To make his case, Obama visited a middle-class family in Cedar Rapids whose taxes could go up by $2,000 if Congress doesn’t act.
But the quick campaign trip was also about Iowa, the state that propelled Obama to his party’s nomination when he won the caucuses here four years ago — and a state that is increasingly shaping up as one of the most challenging battlegrounds of the 2012 election.
“My opponent and his allies in Congress, they sincerely believe that prosperity comes from the top down,” Obama told a crowd of about 1,600 at Kirkland Community College in Cedar Rapids. “They believe that if we spend trillions of dollars more in tax cuts, mostly for the wealthy, that somehow it will create more jobs.
“And I think they’re wrong,” he added.
Obama wove the tax-cut argument into his broader campaign message, offering a choice between his own vision of strengthening the middle class by protecting the government programs that benefit them and that of Romney, whose plans to slash spending and cut taxes for top earners would come, Obama said, at the expense of the middle class.
Obama presented a similar contrast between Romney’s plans to roll back banking regulations and attempt to repeal the Affordable Care Act, as well as his past opposition to the auto industry bailout, to the president’s own policies to invest more in infrastructure and education, help homeowners refinance underwater mortgages and keep student loan rates low.

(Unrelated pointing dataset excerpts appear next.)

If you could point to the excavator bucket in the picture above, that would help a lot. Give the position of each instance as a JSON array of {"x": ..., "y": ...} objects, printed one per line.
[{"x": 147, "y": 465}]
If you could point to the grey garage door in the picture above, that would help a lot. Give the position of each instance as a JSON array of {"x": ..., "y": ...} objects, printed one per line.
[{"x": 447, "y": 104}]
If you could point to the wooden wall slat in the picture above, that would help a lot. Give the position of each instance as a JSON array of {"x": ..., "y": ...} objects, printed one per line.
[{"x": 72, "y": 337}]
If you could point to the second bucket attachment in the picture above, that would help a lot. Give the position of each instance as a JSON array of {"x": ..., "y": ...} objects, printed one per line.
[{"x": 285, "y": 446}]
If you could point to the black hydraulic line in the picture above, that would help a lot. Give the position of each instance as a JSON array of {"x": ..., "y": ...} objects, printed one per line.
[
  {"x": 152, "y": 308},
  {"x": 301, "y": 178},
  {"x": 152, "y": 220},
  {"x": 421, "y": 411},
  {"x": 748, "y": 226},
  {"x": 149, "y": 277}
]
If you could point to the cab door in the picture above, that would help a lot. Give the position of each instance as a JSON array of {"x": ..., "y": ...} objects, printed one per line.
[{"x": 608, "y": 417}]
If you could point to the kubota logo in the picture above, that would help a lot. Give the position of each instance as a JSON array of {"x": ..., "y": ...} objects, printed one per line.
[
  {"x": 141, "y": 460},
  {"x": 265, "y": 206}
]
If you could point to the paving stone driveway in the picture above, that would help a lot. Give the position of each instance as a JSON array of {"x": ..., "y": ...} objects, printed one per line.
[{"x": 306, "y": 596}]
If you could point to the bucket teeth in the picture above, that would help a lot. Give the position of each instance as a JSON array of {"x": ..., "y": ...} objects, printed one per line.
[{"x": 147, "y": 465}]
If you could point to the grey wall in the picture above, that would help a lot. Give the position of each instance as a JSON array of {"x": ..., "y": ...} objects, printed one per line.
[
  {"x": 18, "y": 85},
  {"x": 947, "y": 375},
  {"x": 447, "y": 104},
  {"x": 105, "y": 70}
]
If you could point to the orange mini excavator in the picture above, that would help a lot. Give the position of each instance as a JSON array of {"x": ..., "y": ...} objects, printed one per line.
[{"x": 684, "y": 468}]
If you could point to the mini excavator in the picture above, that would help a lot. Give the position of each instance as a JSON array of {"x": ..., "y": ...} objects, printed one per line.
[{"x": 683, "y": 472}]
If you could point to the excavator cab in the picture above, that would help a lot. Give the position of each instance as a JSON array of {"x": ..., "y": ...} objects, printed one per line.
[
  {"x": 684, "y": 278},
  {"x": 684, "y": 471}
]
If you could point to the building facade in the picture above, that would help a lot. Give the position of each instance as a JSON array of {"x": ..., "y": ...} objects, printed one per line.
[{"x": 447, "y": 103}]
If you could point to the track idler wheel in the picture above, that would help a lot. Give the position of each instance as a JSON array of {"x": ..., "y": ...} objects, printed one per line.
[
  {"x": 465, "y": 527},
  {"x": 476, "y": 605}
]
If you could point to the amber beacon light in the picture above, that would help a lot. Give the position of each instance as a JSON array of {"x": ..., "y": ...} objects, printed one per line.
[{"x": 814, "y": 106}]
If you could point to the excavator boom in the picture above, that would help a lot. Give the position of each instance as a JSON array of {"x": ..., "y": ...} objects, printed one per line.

“All these things that make up a middle-class life, they’re all tied together,” Obama said. “They’re all central to the ideas that made this big, diverse, hopeful, optimistic, hardworking country great. The idea that if you work hard, you can have the security to make of your life what you will. The idea that we are all in this together. We are all individuals, and we have to take responsibility, but ultimately there are some things we do together.”
Romney, campaigning in Colorado, denounced Obama’s plan to let tax breaks expire for higher-income earners, saying it would raise taxes on what he called “job creators and small businesses.”
Obama’s trip to Iowa, billed a campaign trip by the White House, came the day after the president announced his proposal to extend George W. Bush-era tax cuts for the middle class at an official White House event staged in the East Room with working families. Obama announced that he would support a one-year extension for households earning less than $250,000, which he said would cover roughly 98 percent of households.
White House press secretary Jay Carney, speaking to reporters aboard Air Force One en route to Iowa on Tuesday, was asked whether the proposal is official policy or a campaign issue. “Both,” he said.